Видимо, ностальгия у него.

В семье моих родителей слово «шипр» до сих пор нарицательное, спасибо одноимённому одеколону! «Пахнет, как «Шипр» – означает парфюмерию с ужасным запахом. И тут нате – оказывается, это повод для покупки. Теперь в моём доме пахнет шипром. Мама, не приезжай, пока не выветрится!

В деталях  –  Бог

В деталях кроется Бог. Или его противоположность.

Именно на деталях может погореть романист. Чуть ли не первое правило из кодекса писателя: если плохо знаешь историю как науку, не пиши романов, где действие происходит во времени, в котором не жил. Детали подведут тебя.

И наоборот: незначительные вроде бы штрихи в виде запахов, звуков, например, придадут достоверности и жизни рассказу…

Вчера с мужем смотрели фильм «Овечка Долли была злая и рано умерла». Фильм понравился. Добрый и человечный. Хоть и наивно-нереальный. Есть небольшие вопросы к сценарию, но это уж если совсем по косточкам разбирать. Однако одна вещь нарушила наш с мужем покой. Мне так до сих пор покоя нет. Сижу вот. Пишу даже об этом.

Был там кадр красивый с канифолью. Такой большой кусок канифоли где-то нашли. И этот роскошный шмат на просвет показывается. Крупным планом. Янтарный весь. Светящийся прямо. И его плавит наконечник паяльника. Который буквально тонет в этой шикарной канифоли. Паяльник погружается чуть не по самую рукоятку…

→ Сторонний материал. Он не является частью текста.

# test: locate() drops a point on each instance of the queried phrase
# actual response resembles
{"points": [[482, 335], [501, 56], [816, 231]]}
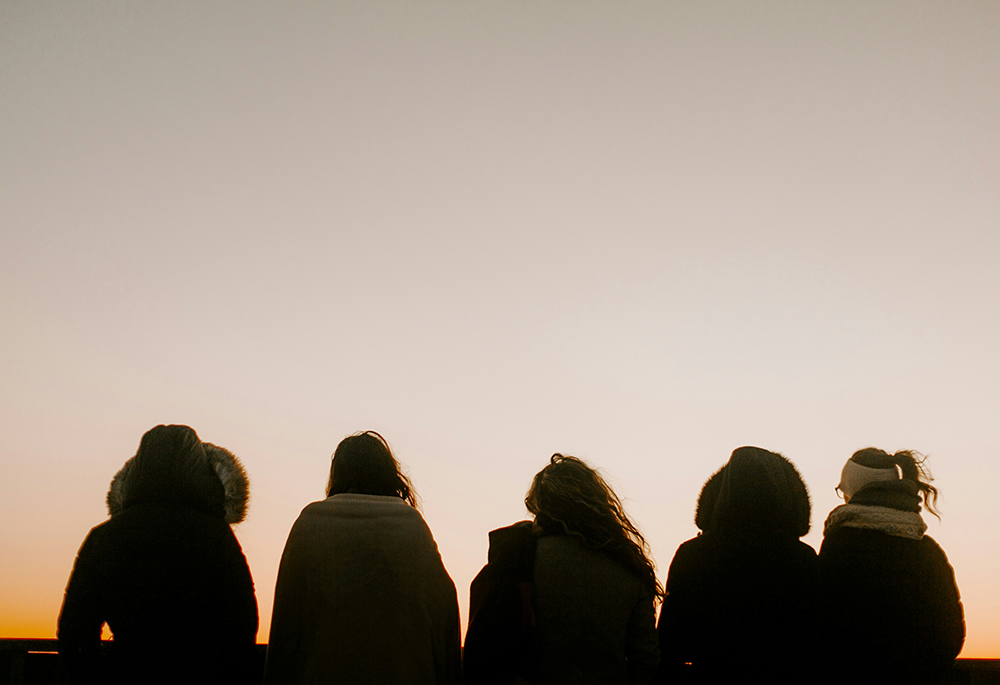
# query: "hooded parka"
{"points": [[739, 601], [165, 572]]}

Муж хмыкнул: «Это кто ж так паяет?! Они хоть раз в жизни паяли? Спросили бы у кого, что ли. Где это видано, чтобы канифоль такими кусками лежала. Да ещё ТАК её плавили. А про припой они вообще ни разу не слыхали?..»

И после этого стал смотреть фильм вполглаза. Вернее, одним глазом косился на экран, а другим в газету. Причём газета явно перевешивала.

В деталях кроется дьявол. И он подставит тебя. Обязательно. Если ты пренебрегаешь деталями.

И в деталях  –  Бог.

Если ты правдив в мелочах, то поверят любому твоему вымыслу. Потому что он будет живым. И реальным.

И это чуть ли не главное правило писателя. И… лжеца.

Вероника Николаевна

Старшая дочь просит разрешить ей покрасить волосы в серый цвет. Я, естессно, против. Она меня уговаривает. Долго. Переходит на имя-отчество.

– Ну, Вероника Евгеньевна!

– Ну, Екатерина Дмитриевна! – в тон ей говорю я.

– Я уже 17 лет Екатерина Дмитриевна.

– А я уже страшно сказать, сколько Вероника Евгеньевна, – отвечаю.

– Тогда давай я буду звать тебя Вероникой Николаевной, – предлагает дочь.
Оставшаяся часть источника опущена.